Looking at a more independent (and sober) assessment from the Congressional Budget Office, they predict no material increase in the growth rate over the long term. As a result tax cuts will swell the deficit to close to 6% of GDP by 2020 and persist at unhealthy levels thereafter. The Maastricht Treaty, which limits EU deficits to no more than 3%, of GDP puts this into perspective.

 

As I pointed out in one of my first posts, shortfalls in income over expenditure are far more pernicious for individuals than they are for governments. Mathematically, a deficit over the cycle equal to the nominal growth in the economy does not expand the national debt as a percentage of GDP. This provides a useful comfort blanket but will nominal US growth average anything like 6% over the coming decade? What happens if recession strikes? Trump, as with the trade war, is willing to take a massive gamble that this will work despite the perilous outcome if he is proved wrong.

To bring the deficit back towards the long term average 3% of GDP it will require a 3% structural reduction in the deficit. A 3% reduction in expenditure might sound trivial but let's remember that total government spending is not the same as GDP. US government outlays constitute only around 20% of GDP, the bulk of which is considered "mandatory" spending. This leaves ‘discretionary’ spending to absorb any cuts, and on paper it looks like spending here must be halved in order to bring the deficit to 3%. It is hardly credible that this would happen.

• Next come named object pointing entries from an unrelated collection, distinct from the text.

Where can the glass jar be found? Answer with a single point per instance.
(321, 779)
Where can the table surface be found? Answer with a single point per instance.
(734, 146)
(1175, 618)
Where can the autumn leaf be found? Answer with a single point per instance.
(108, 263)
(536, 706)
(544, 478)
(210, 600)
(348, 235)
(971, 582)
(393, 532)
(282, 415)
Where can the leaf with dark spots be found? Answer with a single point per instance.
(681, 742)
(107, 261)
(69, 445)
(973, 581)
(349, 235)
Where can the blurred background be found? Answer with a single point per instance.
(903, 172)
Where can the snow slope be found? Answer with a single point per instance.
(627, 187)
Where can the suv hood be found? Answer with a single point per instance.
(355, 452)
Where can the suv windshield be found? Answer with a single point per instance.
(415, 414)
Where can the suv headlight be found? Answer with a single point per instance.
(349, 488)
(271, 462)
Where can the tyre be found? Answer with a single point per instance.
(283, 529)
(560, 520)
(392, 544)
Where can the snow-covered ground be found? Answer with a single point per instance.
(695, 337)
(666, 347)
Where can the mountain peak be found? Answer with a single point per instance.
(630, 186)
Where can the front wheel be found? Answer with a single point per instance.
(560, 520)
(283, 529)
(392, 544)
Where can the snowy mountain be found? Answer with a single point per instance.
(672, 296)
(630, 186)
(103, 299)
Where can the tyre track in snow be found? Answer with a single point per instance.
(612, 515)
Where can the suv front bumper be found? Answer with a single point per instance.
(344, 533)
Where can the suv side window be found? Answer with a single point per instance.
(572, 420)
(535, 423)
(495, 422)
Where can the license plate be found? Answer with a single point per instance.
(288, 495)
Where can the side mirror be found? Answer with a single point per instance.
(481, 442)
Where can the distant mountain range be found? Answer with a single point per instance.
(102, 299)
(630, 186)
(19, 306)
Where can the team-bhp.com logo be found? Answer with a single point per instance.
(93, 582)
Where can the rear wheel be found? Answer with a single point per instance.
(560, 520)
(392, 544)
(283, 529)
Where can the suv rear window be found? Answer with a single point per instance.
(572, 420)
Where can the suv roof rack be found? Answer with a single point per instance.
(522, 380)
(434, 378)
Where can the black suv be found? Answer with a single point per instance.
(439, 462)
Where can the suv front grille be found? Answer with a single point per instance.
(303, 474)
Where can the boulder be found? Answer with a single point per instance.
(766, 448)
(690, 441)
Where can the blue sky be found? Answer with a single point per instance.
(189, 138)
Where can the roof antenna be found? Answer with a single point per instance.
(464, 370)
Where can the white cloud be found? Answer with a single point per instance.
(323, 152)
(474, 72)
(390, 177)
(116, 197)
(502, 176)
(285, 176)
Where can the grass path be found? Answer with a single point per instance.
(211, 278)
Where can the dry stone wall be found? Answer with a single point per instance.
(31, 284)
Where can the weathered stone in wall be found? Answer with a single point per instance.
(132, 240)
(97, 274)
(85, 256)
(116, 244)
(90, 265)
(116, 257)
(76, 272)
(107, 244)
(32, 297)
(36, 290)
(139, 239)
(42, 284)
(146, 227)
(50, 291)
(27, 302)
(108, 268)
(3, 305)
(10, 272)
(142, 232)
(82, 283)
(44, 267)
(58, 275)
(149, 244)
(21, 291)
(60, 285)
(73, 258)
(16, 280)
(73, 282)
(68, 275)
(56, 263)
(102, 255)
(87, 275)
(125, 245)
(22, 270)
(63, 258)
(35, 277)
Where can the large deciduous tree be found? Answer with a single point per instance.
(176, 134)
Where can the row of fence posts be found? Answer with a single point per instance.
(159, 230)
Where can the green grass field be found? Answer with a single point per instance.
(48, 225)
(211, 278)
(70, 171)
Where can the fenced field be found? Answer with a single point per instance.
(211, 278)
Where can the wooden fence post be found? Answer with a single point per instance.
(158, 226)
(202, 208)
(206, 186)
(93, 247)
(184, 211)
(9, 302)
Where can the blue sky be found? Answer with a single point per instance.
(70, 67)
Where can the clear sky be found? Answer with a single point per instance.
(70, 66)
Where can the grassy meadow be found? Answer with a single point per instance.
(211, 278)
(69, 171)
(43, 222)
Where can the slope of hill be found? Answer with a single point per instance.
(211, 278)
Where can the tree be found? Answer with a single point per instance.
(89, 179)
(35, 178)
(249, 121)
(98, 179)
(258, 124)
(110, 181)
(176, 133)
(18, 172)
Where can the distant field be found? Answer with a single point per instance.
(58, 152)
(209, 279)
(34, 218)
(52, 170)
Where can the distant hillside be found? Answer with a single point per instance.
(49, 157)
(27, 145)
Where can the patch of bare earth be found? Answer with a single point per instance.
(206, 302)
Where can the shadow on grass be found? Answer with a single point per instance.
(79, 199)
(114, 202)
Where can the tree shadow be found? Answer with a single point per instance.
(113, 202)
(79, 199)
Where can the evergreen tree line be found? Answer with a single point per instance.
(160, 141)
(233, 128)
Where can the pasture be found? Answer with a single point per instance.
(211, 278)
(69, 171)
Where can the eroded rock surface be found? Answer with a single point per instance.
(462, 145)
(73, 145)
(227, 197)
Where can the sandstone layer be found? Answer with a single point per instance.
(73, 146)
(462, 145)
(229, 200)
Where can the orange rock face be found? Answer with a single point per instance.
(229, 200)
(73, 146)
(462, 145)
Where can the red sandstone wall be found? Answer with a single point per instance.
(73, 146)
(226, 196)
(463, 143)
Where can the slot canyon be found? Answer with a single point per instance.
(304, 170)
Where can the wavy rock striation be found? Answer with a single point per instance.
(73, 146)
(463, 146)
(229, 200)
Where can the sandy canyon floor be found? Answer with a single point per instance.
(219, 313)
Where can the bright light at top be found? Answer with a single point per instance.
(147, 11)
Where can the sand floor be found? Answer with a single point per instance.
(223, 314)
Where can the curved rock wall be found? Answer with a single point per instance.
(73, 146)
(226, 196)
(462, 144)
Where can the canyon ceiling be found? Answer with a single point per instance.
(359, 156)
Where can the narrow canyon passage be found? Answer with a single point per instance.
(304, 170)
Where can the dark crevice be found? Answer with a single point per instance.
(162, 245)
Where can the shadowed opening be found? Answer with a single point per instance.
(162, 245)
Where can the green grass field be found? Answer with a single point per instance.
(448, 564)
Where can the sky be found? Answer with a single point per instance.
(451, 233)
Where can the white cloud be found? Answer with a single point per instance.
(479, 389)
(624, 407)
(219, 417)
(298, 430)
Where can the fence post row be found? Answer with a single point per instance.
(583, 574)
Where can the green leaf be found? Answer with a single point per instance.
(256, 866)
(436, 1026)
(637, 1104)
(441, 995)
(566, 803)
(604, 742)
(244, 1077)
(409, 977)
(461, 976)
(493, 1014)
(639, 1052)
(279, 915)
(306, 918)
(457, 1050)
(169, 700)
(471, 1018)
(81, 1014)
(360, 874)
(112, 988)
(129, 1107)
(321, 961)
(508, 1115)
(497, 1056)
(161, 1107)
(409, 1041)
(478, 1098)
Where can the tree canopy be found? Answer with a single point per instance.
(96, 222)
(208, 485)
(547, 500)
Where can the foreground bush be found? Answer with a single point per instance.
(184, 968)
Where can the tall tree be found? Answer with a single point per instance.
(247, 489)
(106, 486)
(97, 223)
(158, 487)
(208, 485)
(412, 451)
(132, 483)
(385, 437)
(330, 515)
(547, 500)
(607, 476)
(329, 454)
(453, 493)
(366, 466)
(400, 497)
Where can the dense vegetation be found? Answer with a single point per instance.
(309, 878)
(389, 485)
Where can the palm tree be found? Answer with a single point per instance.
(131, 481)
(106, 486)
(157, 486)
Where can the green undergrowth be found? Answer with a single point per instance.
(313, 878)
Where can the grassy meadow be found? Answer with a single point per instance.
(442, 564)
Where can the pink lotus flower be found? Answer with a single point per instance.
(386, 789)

This brings us back to the notion that Trump's trumpeted tax cuts are a mere deferral in taxation. Yet the leap in the US stockmarket at the tail end of last year suggests that the market is assuming that this represents a permanent tax cut. If our fears are proved correct and a future Administration is forced to lift taxation, it must fall either on labour or capital. There must be a significant probability that a large part will fall on the latter. This is a problem for tomorrow but it would be unwise to forget this in any calculation of prospective US returns.